Inspired Giving: Bitter/Sweet Legacies

THE OBSERVER REPORTS THAT Mark Zuckerberg and Bill Gates’ charitable agencies account for half the assets of the top 10 foundations in America. Unlike traditional philanthropists, they are highly public about their donations to the common good and both their digital and altruistic influence is fully transnational.

Is such generosity inspiring to faithful Calvinists, even if it deserves scrutiny?

We stopped in on Hershey, Pennsylvania on a March break family road tour. It’s an enchanting town, built on the philanthropy of its wealthy founder, the chocolate magnate Milton Hershey. A fascinating character, he inherited his penchant for invention from his failed-entrepreneur father and his dreams of idyllic human community from his strict Mennonite mother. When his caramel business took off he stunned the world by selling it all off. He kept his small chocolate line and entered semi-retirement at the age of 43. 

Soon, however, confectionaries beckoned him back, but with an additional dream. “I’m not out to make money,” he said. “I have all that I need.” Joel Glenn Brenner, in his book The Emperors of Chocolate: Inside the Secret World of Hershey and Mars (1999) says that Milton “wanted nothing less than to build an industrial utopia, a real-life Chocolate Town, where anyone who wanted a job could have one, where children would grow up in celery-crisp air, where mortgages would dwindle in perpetual prosperity.” 

He bought 1,200 acres in dairy-rich Dutch Pennsylvania as demand for his chocolate exploded. Like his Mennonite forbears, he wanted to build a city on a hill, where everyone enjoyed well-being and peace. He not only built bigger, better factories, but new homes, sewage and clean water systems, parks, gardens, theatres, libraries, pools, a zoo and medical services for his employees. At the centre of his benevolent chocolate empire was an orphanage. He and his wife Kitty never had children, and this was the venture that stayed closest to his heart. In fact, when he was just 61 he silently bequeathed the whole business and its fortunes to the orphanage.

Salt culture
Gillian Tett of The Financial Times is skeptical of these philanthropic tycoons – Gates, Zuckerberg and Hershey. She, too, visited Hershey, Pennsylvania, but notes that the Hershey empire has been fraught with trustee fights, lawsuits and resignations. She is also wary of corporate funding for public institutions – especially the paternalism that it assumes. The new digital moguls’ charities are big enough to run entire countries. This March 2018 she wrote about Hershey, Gates and Zuckerberg:

“Yes, their intentions may be utterly benign. But how will these foundations look in 100 years’ time? Will they merely seem like sops for the conscience of modern tycoons, who have grown so rich in a second ‘gilded age’? Or will they present a different vision of modern capitalism? Does it matter that no one elects those vast foundations? Or might Americans actually prefer these trusts to government?” 

For Tett, the Hershey legacy – and similar current philanthropy – “leaves a sour aftertaste.”

Empires are sprawling and complex, and it’s true that they can squeeze out smaller businesses.

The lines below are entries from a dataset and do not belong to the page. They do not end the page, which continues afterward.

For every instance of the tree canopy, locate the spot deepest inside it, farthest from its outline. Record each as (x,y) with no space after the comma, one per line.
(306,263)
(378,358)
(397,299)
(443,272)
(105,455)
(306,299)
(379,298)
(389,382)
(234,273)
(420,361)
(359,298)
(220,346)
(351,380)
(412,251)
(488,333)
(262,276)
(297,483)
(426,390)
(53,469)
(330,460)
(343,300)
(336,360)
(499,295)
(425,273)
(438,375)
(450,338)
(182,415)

But cynicism is too easy. My family’s experience at Hershey provoked curiosity and some hope. Not a Calvinist triumphalism, but a sense that Christian endeavours to salt the culture can transform lives and communities worldwide.

Brenner’s book tells the story of Kelly Corvese, a 1983 graduate of the Milton Hershey School (now not an orphanage but “for those from lower income families”). Corvese’s mother committed suicide when he was eight months old and his father was a gambler. He is now an editor for Marvel Comics, and testifies: “If it wasn’t for Milton Hershey, I’m sure I’d be on the streets, in jail or dead.”

In fact, Brenner reports that “nearly all [graduates] wind up law-abiding, successful American citizens.” In other words, people seem to flourish in these benevolent semi-private institutions. Would a higher taxing government spread such wealth around to a wider public? Maybe. In a more impersonal and less efficient way. We know not all corporate emperors are voluntarily this generous. “Freely you have received. Freely give,” said the Master.

Milton was always excited about what was new and big; in 1912 he bought a ticket for the maiden voyage of a spectacular ship christened The Titanic. But business matters kept him from the trip, and he was spared for 33 more years, dying in 1945. His later enterprises included opening sugar factories in Cuba and replicating there what he did in the town of Hershey, Pennsylvania. A statue of Hershey adorns the American school, with Hershey’s arm resting on a boy. The inscription reads: “His deeds are his monument. His life is our inspiration.”